A nit, for the record: There is no such thing as 'forcing garbage collection'. The most you can do with System.gc() is indicate to the VM that it should run the GC as soon as possible. Admitted, most implementations do run the algorithm virtually immediately upon execution of the statement, but the Java spec does not mandate such behavior. In theory, if the VM is too busy, it could still postpone the actual GC-run, until it acquires the necessary resources...

<snip />
Now I don't take runtime.getXXXMemory() for bible word but at least it "looks like" the Xalan + FOP subsystem hogs 1500 Mb of RAM which I cannot recover.
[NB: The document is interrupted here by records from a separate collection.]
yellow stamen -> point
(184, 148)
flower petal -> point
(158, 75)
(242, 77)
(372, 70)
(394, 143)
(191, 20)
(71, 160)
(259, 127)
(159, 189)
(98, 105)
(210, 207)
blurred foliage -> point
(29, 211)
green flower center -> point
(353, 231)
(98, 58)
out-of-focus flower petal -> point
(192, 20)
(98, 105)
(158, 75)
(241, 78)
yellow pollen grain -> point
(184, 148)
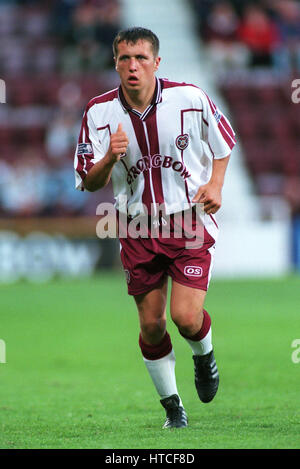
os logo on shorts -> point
(127, 275)
(193, 271)
(182, 141)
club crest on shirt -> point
(84, 148)
(182, 141)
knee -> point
(153, 330)
(188, 322)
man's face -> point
(136, 64)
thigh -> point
(152, 312)
(186, 307)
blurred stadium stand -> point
(56, 55)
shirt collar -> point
(157, 97)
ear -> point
(156, 63)
(116, 63)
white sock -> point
(203, 346)
(162, 372)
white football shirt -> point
(171, 148)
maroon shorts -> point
(188, 261)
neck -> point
(139, 99)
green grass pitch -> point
(74, 376)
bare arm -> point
(210, 194)
(99, 175)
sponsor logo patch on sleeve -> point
(84, 148)
(217, 115)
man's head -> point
(133, 35)
(136, 59)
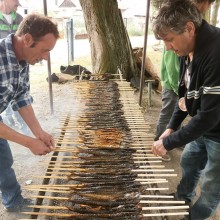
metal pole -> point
(144, 52)
(72, 39)
(49, 68)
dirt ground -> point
(26, 165)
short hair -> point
(174, 15)
(38, 26)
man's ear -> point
(28, 40)
(190, 28)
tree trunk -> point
(215, 8)
(110, 44)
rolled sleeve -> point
(21, 102)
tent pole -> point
(144, 52)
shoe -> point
(166, 157)
(21, 207)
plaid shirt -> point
(14, 78)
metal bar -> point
(144, 52)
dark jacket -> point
(203, 95)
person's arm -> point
(207, 117)
(36, 146)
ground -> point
(26, 165)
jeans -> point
(201, 156)
(169, 100)
(11, 191)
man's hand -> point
(47, 139)
(166, 133)
(158, 148)
(38, 147)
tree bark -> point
(110, 44)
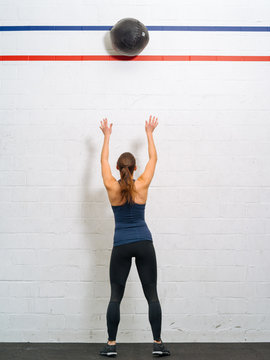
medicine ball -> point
(129, 36)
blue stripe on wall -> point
(150, 28)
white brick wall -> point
(209, 203)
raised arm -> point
(149, 171)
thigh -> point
(146, 263)
(120, 264)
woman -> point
(132, 238)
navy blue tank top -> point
(130, 225)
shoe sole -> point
(111, 354)
(160, 353)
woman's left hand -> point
(104, 127)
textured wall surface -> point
(208, 206)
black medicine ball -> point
(129, 36)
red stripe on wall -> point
(134, 58)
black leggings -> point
(120, 263)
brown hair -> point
(126, 164)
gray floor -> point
(139, 351)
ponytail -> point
(126, 182)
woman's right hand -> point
(150, 127)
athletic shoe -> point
(108, 350)
(160, 350)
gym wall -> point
(208, 205)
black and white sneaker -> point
(108, 350)
(160, 350)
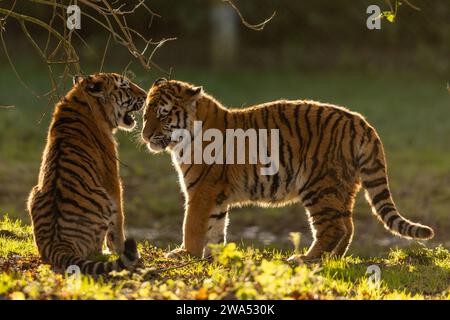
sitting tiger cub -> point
(325, 151)
(77, 203)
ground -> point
(235, 273)
(408, 110)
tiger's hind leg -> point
(329, 210)
(344, 243)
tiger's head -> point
(118, 96)
(170, 105)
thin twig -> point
(256, 27)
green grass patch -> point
(234, 273)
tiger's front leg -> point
(195, 226)
(115, 237)
(217, 229)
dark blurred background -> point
(396, 76)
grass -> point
(408, 110)
(235, 273)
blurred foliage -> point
(304, 34)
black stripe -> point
(374, 183)
(383, 195)
(218, 216)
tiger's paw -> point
(178, 254)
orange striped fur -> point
(77, 203)
(326, 152)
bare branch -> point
(256, 27)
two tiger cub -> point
(325, 152)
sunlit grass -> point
(234, 273)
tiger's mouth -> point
(128, 118)
(158, 144)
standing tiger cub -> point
(325, 152)
(77, 203)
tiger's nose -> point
(146, 137)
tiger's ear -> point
(95, 88)
(194, 93)
(77, 79)
(159, 81)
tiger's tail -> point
(127, 260)
(373, 173)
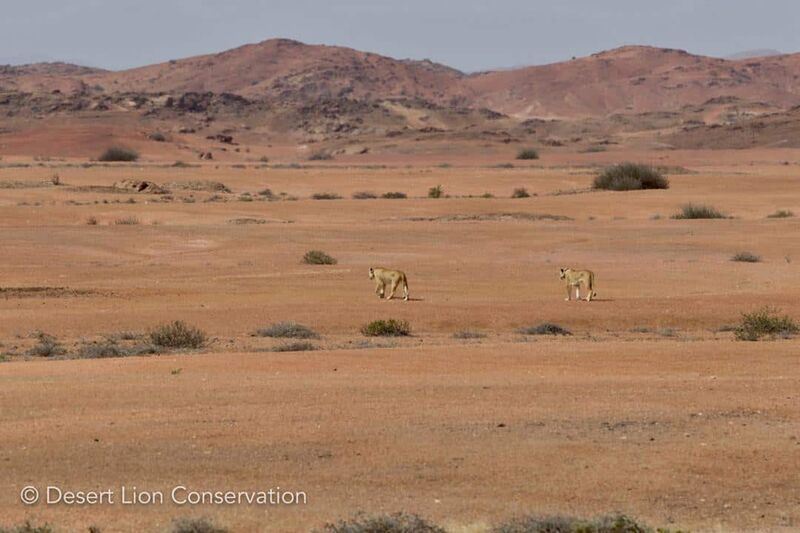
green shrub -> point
(765, 322)
(630, 177)
(568, 524)
(386, 328)
(178, 334)
(396, 195)
(436, 192)
(320, 156)
(298, 346)
(118, 153)
(528, 154)
(746, 257)
(388, 523)
(698, 211)
(364, 195)
(109, 348)
(196, 525)
(318, 257)
(545, 328)
(289, 330)
(326, 196)
(781, 213)
(468, 334)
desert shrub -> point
(297, 346)
(386, 328)
(630, 177)
(698, 211)
(746, 257)
(199, 185)
(396, 195)
(528, 154)
(291, 330)
(364, 195)
(594, 149)
(320, 156)
(387, 523)
(326, 196)
(436, 192)
(177, 334)
(46, 346)
(318, 257)
(109, 348)
(196, 525)
(27, 527)
(118, 153)
(568, 524)
(468, 334)
(781, 213)
(545, 328)
(765, 322)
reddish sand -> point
(647, 409)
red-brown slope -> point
(285, 68)
(44, 77)
(635, 79)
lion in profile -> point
(392, 278)
(573, 279)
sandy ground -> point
(647, 409)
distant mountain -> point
(631, 79)
(758, 52)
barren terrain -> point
(650, 408)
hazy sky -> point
(466, 34)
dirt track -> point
(415, 427)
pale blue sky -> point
(467, 34)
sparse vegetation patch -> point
(178, 334)
(766, 322)
(118, 153)
(46, 346)
(746, 257)
(387, 523)
(291, 330)
(298, 346)
(436, 192)
(318, 257)
(326, 196)
(781, 213)
(386, 328)
(569, 524)
(469, 334)
(364, 195)
(528, 154)
(396, 195)
(698, 211)
(545, 328)
(630, 177)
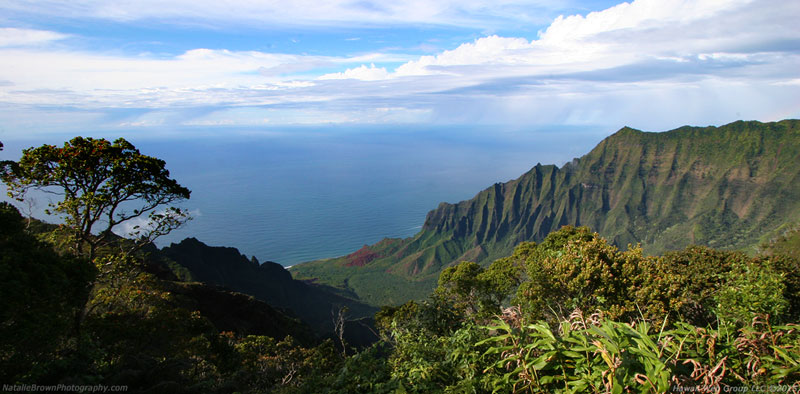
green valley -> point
(731, 187)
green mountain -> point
(729, 187)
(268, 282)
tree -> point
(40, 290)
(102, 185)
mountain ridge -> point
(728, 187)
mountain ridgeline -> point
(728, 187)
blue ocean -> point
(298, 194)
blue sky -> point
(155, 65)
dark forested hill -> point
(728, 187)
(269, 282)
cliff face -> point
(728, 187)
(268, 282)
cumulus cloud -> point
(362, 72)
(709, 61)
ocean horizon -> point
(301, 194)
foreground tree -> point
(102, 185)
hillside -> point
(268, 282)
(730, 187)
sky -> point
(153, 65)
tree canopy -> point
(102, 184)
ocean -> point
(297, 194)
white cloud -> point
(471, 13)
(362, 73)
(662, 60)
(14, 37)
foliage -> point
(102, 185)
(751, 289)
(41, 293)
(599, 355)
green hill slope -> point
(728, 187)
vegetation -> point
(102, 185)
(571, 314)
(730, 187)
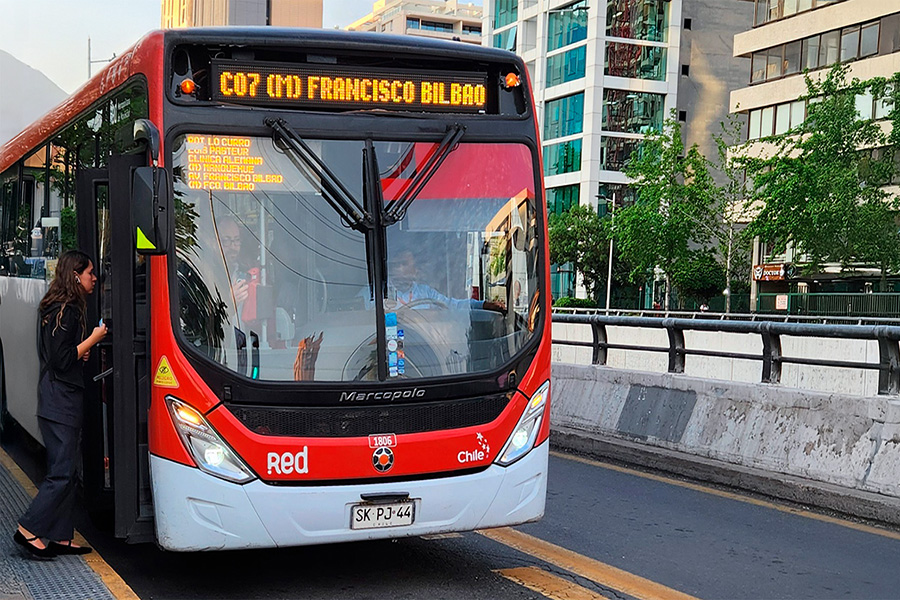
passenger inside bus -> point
(407, 290)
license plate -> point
(371, 516)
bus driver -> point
(405, 289)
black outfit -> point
(60, 415)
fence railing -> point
(770, 332)
(849, 304)
(780, 316)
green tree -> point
(674, 210)
(581, 237)
(698, 277)
(819, 188)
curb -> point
(856, 503)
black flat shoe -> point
(34, 551)
(68, 548)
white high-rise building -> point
(605, 72)
(787, 39)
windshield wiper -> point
(395, 210)
(318, 173)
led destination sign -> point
(333, 86)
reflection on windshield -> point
(273, 283)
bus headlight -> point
(209, 451)
(525, 432)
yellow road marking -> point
(602, 573)
(894, 535)
(111, 579)
(548, 584)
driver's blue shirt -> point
(422, 291)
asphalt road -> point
(609, 532)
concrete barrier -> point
(833, 450)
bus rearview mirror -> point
(150, 194)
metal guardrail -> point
(888, 337)
(834, 319)
(832, 303)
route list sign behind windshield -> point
(229, 163)
(356, 88)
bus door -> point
(116, 471)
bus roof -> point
(147, 56)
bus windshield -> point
(274, 283)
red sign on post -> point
(769, 272)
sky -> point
(52, 35)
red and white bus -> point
(323, 261)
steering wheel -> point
(424, 302)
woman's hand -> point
(98, 334)
(241, 290)
(84, 347)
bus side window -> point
(8, 192)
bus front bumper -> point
(196, 511)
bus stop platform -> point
(64, 577)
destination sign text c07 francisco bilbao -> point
(355, 88)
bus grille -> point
(360, 421)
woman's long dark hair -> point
(65, 289)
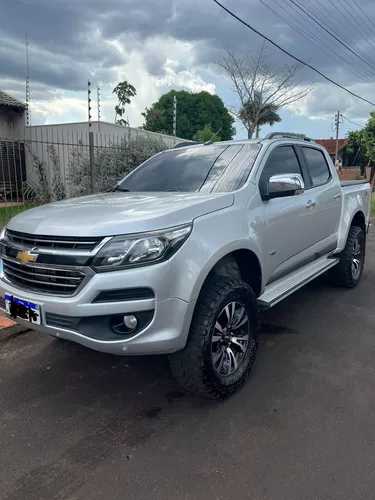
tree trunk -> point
(250, 132)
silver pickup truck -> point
(184, 253)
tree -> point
(261, 86)
(194, 112)
(258, 112)
(368, 138)
(124, 92)
(206, 134)
(356, 151)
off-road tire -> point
(341, 274)
(193, 367)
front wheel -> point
(222, 342)
(348, 271)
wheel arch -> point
(359, 220)
(241, 263)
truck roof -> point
(272, 137)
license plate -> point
(23, 309)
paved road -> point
(77, 425)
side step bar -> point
(282, 288)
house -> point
(12, 116)
(330, 145)
(12, 147)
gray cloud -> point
(68, 37)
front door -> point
(288, 237)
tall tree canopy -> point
(195, 111)
(361, 144)
(259, 112)
(261, 86)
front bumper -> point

So I hired the team member who's competent in profiler usage next week but I must say at the moment I'm still stuck :-(

If you're not on a Sun VM, then I have a very vague feeling that he's going to discover the issue to be related to arrays, a special type of object, but I could be wrong about this. Someone once reported that the VM seemed to hold on to a lot of arrays. When profiling, he discovered that the arrays were referenced nowhere, but still the GC did not clean them up.

Of course I've made my homework and read the f...riendly manual before daring to ask.
Did I miss any important indication ?


I don't think so, but it seems we might do well by putting some of the info concerning JVM/GC implementation we have gathered so far, on the website or a Wiki.